Making a handmade zip bag sounds complicated, doesn't it? Sure, you can buy zip pouches. But handmade pouches are affordable, simple, and easy easier than you might imagine. (Yes, even with a lining and a zipper!) While at first glance a pouch of this style seem like complicated sewing projects, put in truth they are quite simple to do.
I created this lined zippered gift pouch using a contrasting zipper and some scraps of fabric from my stash. I chose polka dots for the outside and lined my bag with a piece of vintage bedsheet. (If you've been coming here for a long time you might recognize the lining fabric from my duvet cover tutorial from a while back.)
I originally wrote this tutorial for a professional soapmaker's publication, the Saponifier, so pardon the shameless self-promotion of my organic baby care products. Put what ever you want in your pouch. LuSa or otherwise!
I will provide instructions for a 6”x7” pouch here but the variations are limitless. Once you have the hang of it, modify to any size you wish.
Gather Your Supplies
7” x 8” fabric rectangles: two in outer fabric, two in liner fabric
Coordinating 7” zipper
Cutting mat and rotary cutter (optional)
Sharp sewing shears
The first lined zip pouch I made (last winter) ended up - after three tries - with the lining on the outside and the main fabric inside. I threw up my hands and pretended that it was supposed to look like that. To save you that frustration I promise to make this simple and easy to understand. We’ll take it one step at a time and soon you’ll be making them by the dozens. Okay. Maybe not, but you could if you had enough zippers.
Step 1: Make a zipper sandwich.
Lay one piece of your exterior fabric right side up.
On top of it lay your closed zipper wrong side up (you will see the bottom of the zipper pull).
On top of the zipper lay one piece of lining fabric wrong side up.
Align top edges and pin in place.
Open zipper three inches or so.
Step 2: Sew your first seam.
Move to your sewing machine. Using your zipper foot (check your machine’s manual if you aren’t sure which foot that is or how to use it) sew beginning at the top (open portion) of the zipper. Sew two inches. With the needle in fabric, raise presser foot and zip the zipper closed. (This will prevent your seam from having a burble in it from your presser foot wiggling around the zipper pull.) Jostle it about until you talk it into closing. You’ll get it. Now put your presser foot back down and complete your seam.
Your off to a great start. Your project should look like this:
Step 3: Repeat.
Repeat steps 1 and 2 with your remaining two pieces of fabric and the other side of the zipper. Now if I’ve been clear and you’ve been paying attention you should have something like this:
Edited to add Step 3b: Topstitch
Sew a seam along each side of your zipper to hold down the fabric and to prevent it from becoming stuck in the zipper. I did not do that on this bag, but now (late 2012) I always do. It's easy and makes the bag even more of a joy to use.
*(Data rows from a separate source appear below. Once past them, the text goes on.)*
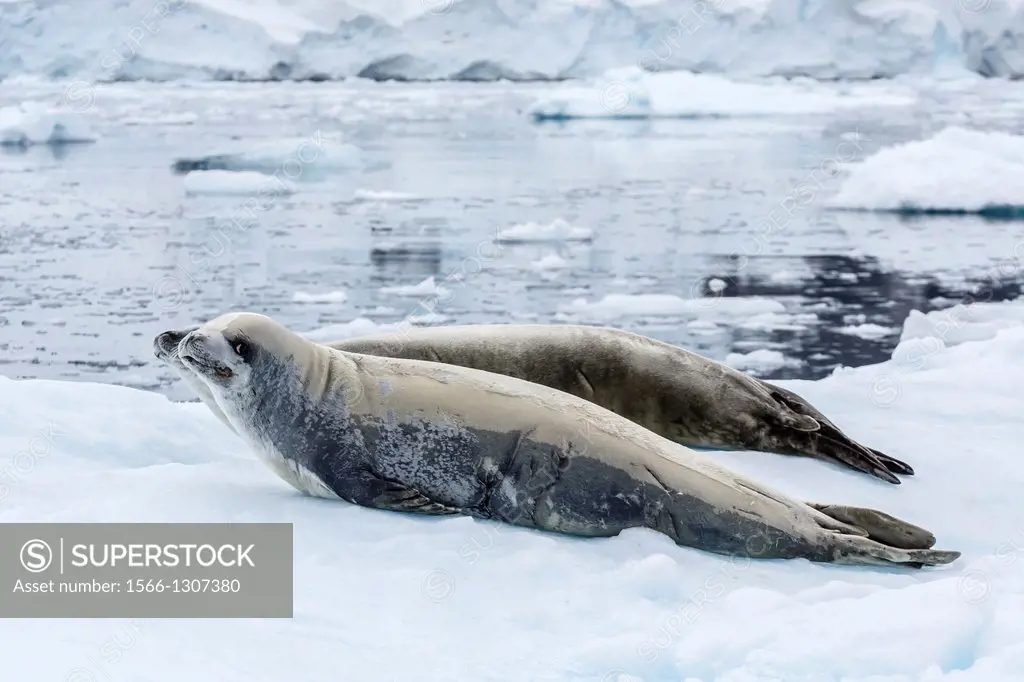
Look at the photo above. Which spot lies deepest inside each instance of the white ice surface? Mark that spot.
(34, 123)
(617, 305)
(220, 182)
(867, 331)
(290, 160)
(632, 93)
(428, 287)
(325, 297)
(760, 360)
(492, 39)
(556, 230)
(382, 596)
(956, 170)
(550, 261)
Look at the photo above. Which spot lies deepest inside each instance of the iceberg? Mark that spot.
(515, 40)
(290, 160)
(634, 93)
(955, 171)
(631, 607)
(556, 230)
(219, 182)
(33, 123)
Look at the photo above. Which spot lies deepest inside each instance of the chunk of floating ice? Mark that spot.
(426, 288)
(551, 261)
(382, 196)
(867, 331)
(762, 359)
(327, 297)
(236, 182)
(556, 230)
(614, 305)
(633, 93)
(32, 123)
(956, 171)
(292, 160)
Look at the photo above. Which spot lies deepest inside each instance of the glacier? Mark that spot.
(485, 40)
(382, 595)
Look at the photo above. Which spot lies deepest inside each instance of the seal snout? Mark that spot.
(194, 350)
(166, 345)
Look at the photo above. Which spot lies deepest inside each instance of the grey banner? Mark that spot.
(94, 570)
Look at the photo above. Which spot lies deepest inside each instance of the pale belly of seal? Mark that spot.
(513, 478)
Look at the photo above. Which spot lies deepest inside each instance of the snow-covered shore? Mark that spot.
(505, 39)
(381, 595)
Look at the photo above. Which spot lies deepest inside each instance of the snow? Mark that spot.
(619, 305)
(485, 602)
(33, 123)
(957, 170)
(221, 182)
(428, 287)
(867, 331)
(288, 160)
(326, 297)
(550, 261)
(351, 329)
(383, 196)
(556, 230)
(967, 321)
(109, 40)
(760, 360)
(632, 93)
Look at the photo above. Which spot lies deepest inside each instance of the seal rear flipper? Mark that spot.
(855, 550)
(879, 526)
(894, 465)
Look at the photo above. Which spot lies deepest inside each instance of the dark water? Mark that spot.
(100, 249)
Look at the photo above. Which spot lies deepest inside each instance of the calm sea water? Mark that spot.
(100, 249)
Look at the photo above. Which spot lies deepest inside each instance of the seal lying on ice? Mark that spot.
(674, 392)
(434, 438)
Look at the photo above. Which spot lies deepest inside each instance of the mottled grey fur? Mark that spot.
(678, 394)
(428, 437)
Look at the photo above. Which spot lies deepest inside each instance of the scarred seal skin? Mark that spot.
(678, 394)
(434, 438)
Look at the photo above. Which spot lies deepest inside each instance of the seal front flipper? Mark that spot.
(382, 494)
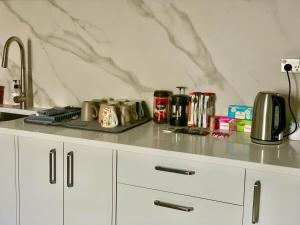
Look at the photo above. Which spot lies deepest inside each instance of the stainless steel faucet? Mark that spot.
(22, 99)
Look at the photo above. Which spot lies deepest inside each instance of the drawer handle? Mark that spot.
(256, 202)
(52, 166)
(70, 169)
(173, 170)
(173, 206)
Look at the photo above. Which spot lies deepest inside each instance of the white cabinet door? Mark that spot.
(88, 185)
(276, 199)
(41, 181)
(141, 206)
(8, 191)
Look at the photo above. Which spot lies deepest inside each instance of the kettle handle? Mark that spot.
(282, 117)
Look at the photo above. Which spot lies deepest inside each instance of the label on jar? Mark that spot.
(161, 109)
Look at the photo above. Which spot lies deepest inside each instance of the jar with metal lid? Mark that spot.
(161, 106)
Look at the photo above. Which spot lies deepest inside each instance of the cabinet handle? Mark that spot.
(70, 169)
(256, 202)
(173, 206)
(173, 170)
(52, 166)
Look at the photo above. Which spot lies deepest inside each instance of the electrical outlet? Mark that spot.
(295, 65)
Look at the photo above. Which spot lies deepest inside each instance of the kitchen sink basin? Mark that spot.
(10, 116)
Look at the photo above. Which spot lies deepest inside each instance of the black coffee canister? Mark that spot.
(179, 108)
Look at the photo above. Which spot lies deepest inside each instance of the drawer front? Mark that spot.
(199, 179)
(141, 206)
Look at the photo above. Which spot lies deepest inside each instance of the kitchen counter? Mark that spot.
(149, 138)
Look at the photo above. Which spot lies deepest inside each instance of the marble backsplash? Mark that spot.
(85, 49)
With your zipper foot still on just add a seam that sews through your lining, your zipper material, and your outer fabric. (Confused? Feel free to skip this step and move on to 4.)
Step 4: Clear your mind.
This is the part where if I think too hard about it I confuse myself. Just focus on the steps and let the bag sew itself. When we’re done it’ll be a little bit of magic as you turn your bag right side out and it all works perfectly. Trust me. It’ll be a good time.
Ready? Fantastic. Here we go.
Step 5: Sew the main seam.
Flip your fabric so that the main fabric pieces are right sides together on your left, the zipper is in the middle, and the lining fabric is right sides together on your right. Unzip your zipper ⅔ of its length. Really. I mean it. Unzip the zipper or your bag will not be a bag at all because you’ll be unable to turn it right side out.
Peek inside to make sure you have your pieces in the right place. Your bag should look something like this:
Pin around the edges if you are into precision. (I am not but you bag will probably be prettier than mine if you pin.) Sew a seam around the entire bag in one swoop (the lining and outer layer in one long seam). Leave a 3” opening in the center bottom of the lining, back-stitching at both ends. Sew right over the non-toothed ends of the zipper close to each end.
Clip all four corners close to the seam. This will give you more crisp square corners when your turn the bag right-side out.
Step 5: Turn your bag.
I love this part. Reach in through the opening in the lining and pull the entire bag right side out. You will end up with something like this:
With a point turner, crochet hook, or chopstick reach in through the opening and poke the corners out on the lining and the outer bag. Using a blindstitch (or any discreet stitch that works for you) sew the opening in the lining closed. Now push the lining down into the bag and marvel at your skills.
That wasn’t so bad, was it? And how cute is that bag? Success!